As part of a renewed crackdown on smoking in hospital grounds, visitors in their own cars – even with the windows closed – will be asked to stub it out.
All health boards in Scotland have been asked by the Scottish Government to make hospitals and their grounds completely smoke-free by the end of March.
But NHS Lothian is among the first to confirm that a total ban will extend to private vehicles in hospital car parks.
The move has been hailed by health chiefs but criticised by Tory politicians who fear resources will be taken away from frontline services to enforce it.
NHS Lothian has faced a huge battle with smoking on its grounds in recent years, spending £600,000 cleaning up discarded butts at the ERI since the introduction of the smoking ban.
There have also been complaints about smoke wafting into wards as staff and visitors stand outside the entrance to light-up.
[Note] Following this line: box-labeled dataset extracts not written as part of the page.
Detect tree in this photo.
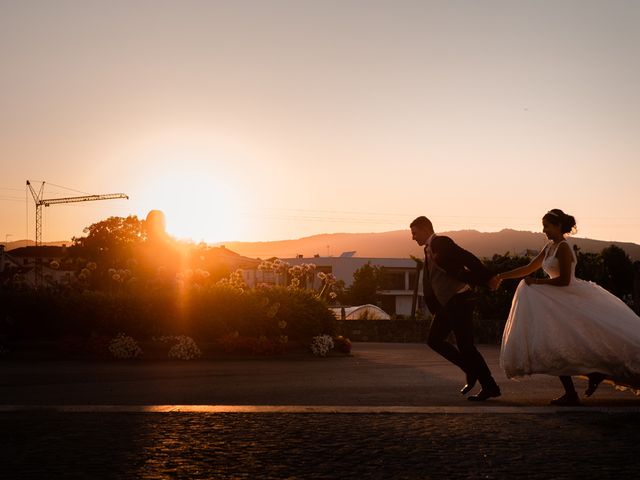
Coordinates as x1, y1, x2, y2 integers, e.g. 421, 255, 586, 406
72, 215, 145, 263
600, 245, 633, 298
347, 262, 383, 305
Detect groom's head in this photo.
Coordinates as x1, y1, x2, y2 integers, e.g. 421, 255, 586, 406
409, 216, 433, 246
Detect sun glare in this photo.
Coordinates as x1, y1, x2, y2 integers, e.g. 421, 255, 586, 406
143, 171, 242, 243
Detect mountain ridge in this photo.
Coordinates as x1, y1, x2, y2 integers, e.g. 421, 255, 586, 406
5, 228, 640, 261
214, 229, 640, 260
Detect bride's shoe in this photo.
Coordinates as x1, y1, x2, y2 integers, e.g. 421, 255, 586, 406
584, 373, 604, 397
549, 392, 580, 407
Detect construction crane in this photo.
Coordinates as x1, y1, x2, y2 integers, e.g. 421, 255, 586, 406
27, 180, 129, 247
27, 180, 129, 286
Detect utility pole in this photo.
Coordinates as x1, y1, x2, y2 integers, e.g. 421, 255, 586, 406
27, 180, 129, 286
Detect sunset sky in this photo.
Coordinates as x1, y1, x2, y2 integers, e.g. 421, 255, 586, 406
0, 0, 640, 243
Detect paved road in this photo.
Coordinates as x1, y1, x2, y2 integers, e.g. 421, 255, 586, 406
0, 344, 640, 479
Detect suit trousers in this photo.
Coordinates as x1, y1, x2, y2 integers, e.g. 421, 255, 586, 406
427, 291, 495, 387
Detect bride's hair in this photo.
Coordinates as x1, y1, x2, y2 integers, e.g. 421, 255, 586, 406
542, 208, 578, 233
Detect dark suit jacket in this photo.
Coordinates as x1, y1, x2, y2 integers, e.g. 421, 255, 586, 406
422, 235, 493, 314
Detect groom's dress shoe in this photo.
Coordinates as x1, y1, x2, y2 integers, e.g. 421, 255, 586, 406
460, 375, 477, 395
468, 385, 502, 402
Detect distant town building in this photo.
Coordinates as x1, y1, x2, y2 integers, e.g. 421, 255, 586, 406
243, 252, 422, 316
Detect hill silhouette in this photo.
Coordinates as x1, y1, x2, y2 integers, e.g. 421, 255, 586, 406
214, 229, 640, 260
5, 229, 640, 260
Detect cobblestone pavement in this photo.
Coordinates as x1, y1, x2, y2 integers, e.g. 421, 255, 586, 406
0, 411, 640, 479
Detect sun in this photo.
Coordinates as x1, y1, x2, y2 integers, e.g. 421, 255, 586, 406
140, 168, 244, 243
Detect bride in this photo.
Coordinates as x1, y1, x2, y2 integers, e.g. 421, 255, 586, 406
498, 209, 640, 406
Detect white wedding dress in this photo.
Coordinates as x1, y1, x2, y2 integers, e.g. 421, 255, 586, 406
500, 242, 640, 394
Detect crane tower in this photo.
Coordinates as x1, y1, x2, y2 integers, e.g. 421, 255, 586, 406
27, 180, 129, 285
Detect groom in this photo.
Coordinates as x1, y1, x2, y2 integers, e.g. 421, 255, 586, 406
410, 217, 500, 402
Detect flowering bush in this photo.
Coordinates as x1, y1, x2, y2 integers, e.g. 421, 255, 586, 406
169, 335, 202, 360
109, 333, 142, 359
311, 335, 333, 357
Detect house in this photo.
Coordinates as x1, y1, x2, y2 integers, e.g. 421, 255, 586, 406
243, 252, 422, 316
0, 245, 73, 286
331, 303, 391, 320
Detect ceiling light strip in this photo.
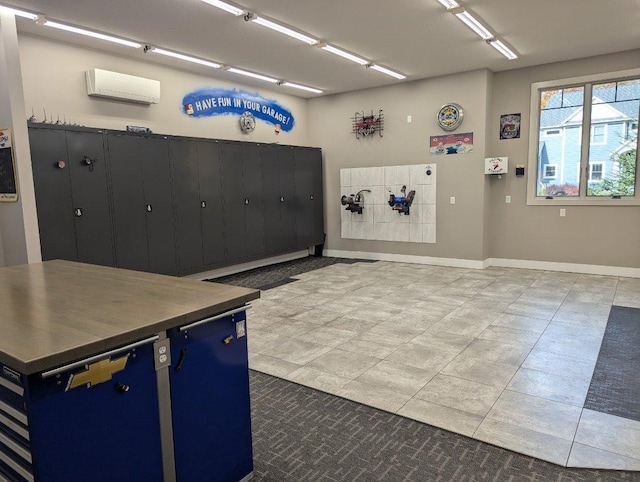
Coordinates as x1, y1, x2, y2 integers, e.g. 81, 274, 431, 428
280, 82, 322, 94
226, 67, 279, 84
202, 0, 244, 17
44, 20, 142, 49
320, 45, 370, 65
369, 64, 407, 80
487, 38, 518, 60
248, 15, 319, 45
454, 9, 493, 40
0, 5, 38, 20
150, 47, 222, 69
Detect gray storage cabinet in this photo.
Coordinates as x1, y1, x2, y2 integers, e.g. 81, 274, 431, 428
29, 124, 324, 275
260, 144, 297, 256
106, 133, 177, 274
29, 126, 115, 266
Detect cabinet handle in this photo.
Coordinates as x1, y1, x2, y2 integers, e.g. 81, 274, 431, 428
40, 335, 160, 379
178, 304, 251, 333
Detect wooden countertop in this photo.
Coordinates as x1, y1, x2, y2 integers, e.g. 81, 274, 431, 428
0, 260, 260, 375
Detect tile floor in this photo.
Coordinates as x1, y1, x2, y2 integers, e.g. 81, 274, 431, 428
248, 261, 640, 471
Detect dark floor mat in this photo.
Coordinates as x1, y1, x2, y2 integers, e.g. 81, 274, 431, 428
584, 306, 640, 421
207, 256, 375, 290
249, 370, 639, 482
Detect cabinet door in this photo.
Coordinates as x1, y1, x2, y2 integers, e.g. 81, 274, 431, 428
107, 134, 149, 271
260, 145, 296, 255
295, 148, 324, 248
197, 141, 226, 266
29, 127, 78, 261
220, 142, 247, 262
140, 137, 177, 274
242, 143, 265, 259
171, 139, 203, 272
169, 312, 253, 482
66, 131, 115, 266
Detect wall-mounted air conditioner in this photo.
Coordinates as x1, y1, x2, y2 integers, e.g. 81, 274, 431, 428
86, 69, 160, 104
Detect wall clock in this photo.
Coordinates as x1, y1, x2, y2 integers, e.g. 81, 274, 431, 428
240, 112, 256, 133
437, 102, 464, 131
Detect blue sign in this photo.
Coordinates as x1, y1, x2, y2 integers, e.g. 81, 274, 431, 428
182, 87, 295, 132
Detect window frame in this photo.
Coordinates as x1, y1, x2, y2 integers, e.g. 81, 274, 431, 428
527, 69, 640, 206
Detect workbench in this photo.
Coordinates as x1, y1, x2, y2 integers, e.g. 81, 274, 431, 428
0, 260, 260, 482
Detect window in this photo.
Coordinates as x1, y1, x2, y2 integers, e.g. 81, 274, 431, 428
591, 124, 607, 146
544, 164, 558, 179
527, 69, 640, 205
589, 162, 604, 182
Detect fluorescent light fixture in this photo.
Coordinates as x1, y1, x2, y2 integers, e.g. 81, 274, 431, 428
249, 15, 318, 45
0, 5, 38, 20
438, 0, 460, 10
320, 45, 369, 65
151, 47, 221, 69
487, 38, 518, 60
202, 0, 244, 17
227, 67, 278, 84
280, 82, 322, 94
44, 20, 142, 49
369, 64, 407, 79
453, 9, 493, 40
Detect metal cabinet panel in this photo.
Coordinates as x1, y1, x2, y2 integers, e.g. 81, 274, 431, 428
242, 142, 265, 259
170, 138, 203, 272
107, 134, 149, 271
260, 144, 296, 255
140, 137, 177, 274
66, 131, 115, 266
220, 142, 247, 262
196, 141, 226, 267
169, 311, 253, 482
295, 148, 324, 247
29, 127, 78, 261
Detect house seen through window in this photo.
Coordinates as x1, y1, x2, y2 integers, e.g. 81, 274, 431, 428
531, 75, 640, 200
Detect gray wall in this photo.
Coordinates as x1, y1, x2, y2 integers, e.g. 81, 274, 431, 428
488, 50, 640, 268
309, 70, 492, 260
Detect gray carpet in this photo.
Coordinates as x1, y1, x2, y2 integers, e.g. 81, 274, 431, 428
250, 371, 640, 482
584, 306, 640, 421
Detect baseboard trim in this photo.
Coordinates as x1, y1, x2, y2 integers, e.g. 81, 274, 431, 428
486, 258, 640, 278
323, 249, 640, 278
185, 250, 309, 280
322, 249, 486, 269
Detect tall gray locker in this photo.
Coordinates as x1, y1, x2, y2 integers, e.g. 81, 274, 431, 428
294, 147, 324, 247
171, 138, 226, 274
220, 142, 265, 262
107, 133, 176, 274
260, 144, 296, 256
29, 126, 115, 266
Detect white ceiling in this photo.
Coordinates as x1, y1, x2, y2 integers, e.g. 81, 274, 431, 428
0, 0, 640, 97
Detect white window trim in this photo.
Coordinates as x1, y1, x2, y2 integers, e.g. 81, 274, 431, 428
587, 161, 606, 183
527, 69, 640, 206
542, 162, 558, 179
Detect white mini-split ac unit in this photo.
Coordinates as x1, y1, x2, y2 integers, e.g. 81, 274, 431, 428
86, 69, 160, 104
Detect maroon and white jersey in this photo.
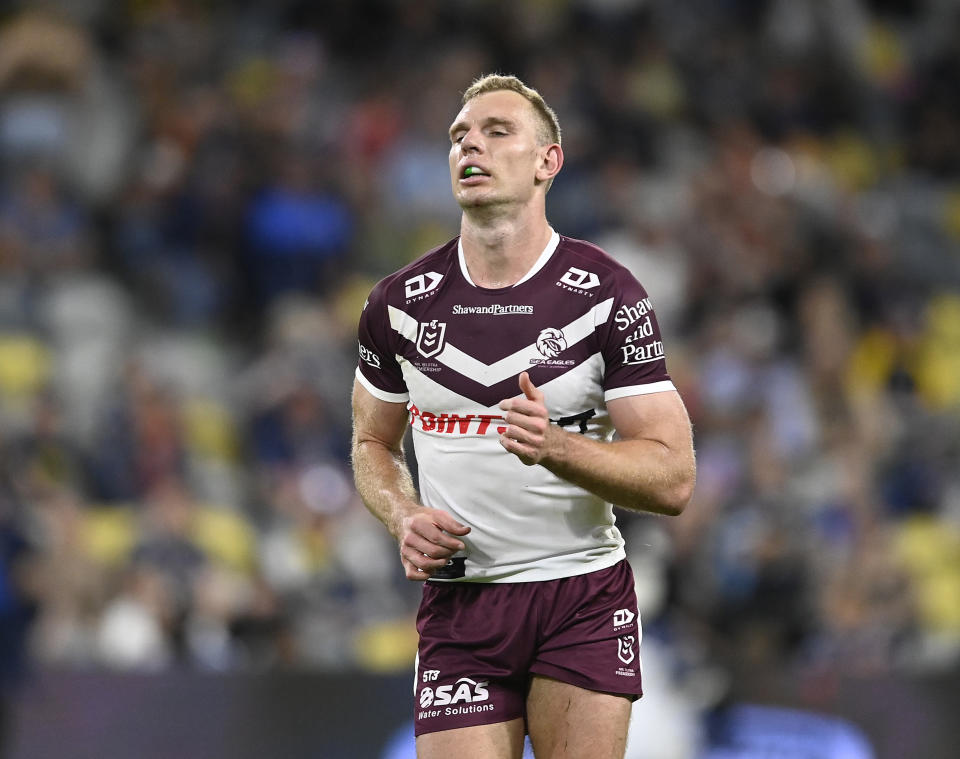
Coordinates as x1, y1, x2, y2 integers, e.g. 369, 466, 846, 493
357, 233, 674, 582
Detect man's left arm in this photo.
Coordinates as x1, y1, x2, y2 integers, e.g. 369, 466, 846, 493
500, 372, 696, 515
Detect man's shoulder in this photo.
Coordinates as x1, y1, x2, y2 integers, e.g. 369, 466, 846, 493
556, 235, 636, 287
370, 237, 460, 304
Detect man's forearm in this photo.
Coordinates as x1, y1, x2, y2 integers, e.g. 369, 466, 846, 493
540, 429, 696, 515
352, 440, 419, 538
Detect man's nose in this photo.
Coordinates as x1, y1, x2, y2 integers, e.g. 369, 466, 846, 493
460, 129, 483, 153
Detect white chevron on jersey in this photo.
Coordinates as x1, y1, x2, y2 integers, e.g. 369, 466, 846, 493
387, 298, 613, 387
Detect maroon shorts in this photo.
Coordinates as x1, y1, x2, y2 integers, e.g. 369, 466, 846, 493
414, 560, 643, 735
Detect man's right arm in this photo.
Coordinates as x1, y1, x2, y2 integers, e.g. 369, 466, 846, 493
352, 381, 470, 580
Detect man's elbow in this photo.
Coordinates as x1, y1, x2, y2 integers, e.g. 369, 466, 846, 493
657, 465, 697, 517
659, 479, 694, 517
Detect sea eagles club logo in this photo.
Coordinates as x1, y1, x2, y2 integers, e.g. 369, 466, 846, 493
537, 327, 567, 358
417, 319, 447, 358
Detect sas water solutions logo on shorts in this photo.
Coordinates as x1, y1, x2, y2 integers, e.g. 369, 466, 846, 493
417, 670, 496, 719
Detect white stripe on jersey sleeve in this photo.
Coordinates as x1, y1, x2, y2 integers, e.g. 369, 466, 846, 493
603, 380, 677, 401
356, 367, 410, 403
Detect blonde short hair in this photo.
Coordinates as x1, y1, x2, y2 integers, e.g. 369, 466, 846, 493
462, 74, 560, 145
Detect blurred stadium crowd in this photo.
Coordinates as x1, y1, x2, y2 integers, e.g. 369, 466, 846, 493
0, 0, 960, 712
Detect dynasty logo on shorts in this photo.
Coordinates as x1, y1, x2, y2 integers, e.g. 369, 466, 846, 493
613, 609, 637, 630
417, 677, 495, 719
617, 635, 639, 677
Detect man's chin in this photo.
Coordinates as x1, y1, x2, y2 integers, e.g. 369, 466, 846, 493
457, 193, 502, 211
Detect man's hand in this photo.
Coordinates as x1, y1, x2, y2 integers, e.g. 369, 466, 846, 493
500, 372, 564, 466
397, 506, 470, 581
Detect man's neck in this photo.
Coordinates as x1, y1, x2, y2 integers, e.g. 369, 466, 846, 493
460, 206, 553, 289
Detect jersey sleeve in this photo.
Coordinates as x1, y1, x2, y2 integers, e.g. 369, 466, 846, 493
356, 282, 410, 403
602, 269, 674, 401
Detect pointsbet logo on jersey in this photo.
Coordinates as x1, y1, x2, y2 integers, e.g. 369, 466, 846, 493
410, 403, 507, 435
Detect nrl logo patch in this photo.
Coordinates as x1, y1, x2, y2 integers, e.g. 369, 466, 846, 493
417, 319, 447, 358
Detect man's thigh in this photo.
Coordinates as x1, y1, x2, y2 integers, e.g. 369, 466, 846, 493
417, 719, 524, 759
527, 675, 633, 759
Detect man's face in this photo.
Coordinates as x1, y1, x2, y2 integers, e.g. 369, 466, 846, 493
450, 90, 547, 209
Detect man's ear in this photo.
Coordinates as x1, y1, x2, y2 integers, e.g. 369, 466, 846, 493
537, 143, 563, 187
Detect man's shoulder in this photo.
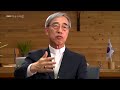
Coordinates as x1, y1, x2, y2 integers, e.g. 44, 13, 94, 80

A spokeswoman for NHS Lothian confirmed today that the complete ban would extend to private cars on hospital property.
And one health official warned: “Our policy is that even if you are on a space hopper, you cannot smoke.”
The Tories have questioned whether the ban will have any effect as the government is not providing any extra resources for enforcement. The first official steps to ban smoking in hospital grounds were taken in 2008 but they have been widely ignored.
The party’s Scottish health spokesman Jackson Carlaw said patients would resent seeing resources diverted away from frontline services in order to “target people smoking in their own private space”.
He said: “If only NHS boards were as concerned about hospital food as they were the public’s smoking habits. Many doctors, nurses and other healthcare workers continue to smoke – perhaps the NHS should focus on addressing their habits before worrying about the wider public.”
Simon Clark, director of pro-smoking group Forest, added: “It’s unbelievable that they would try to enforce a ban in private vehicles. It’s not harming anyone else. Hospitals can be very stressful places, not just for staff but for visitors.”
The Scottish Government was approached for comment but failed to respond.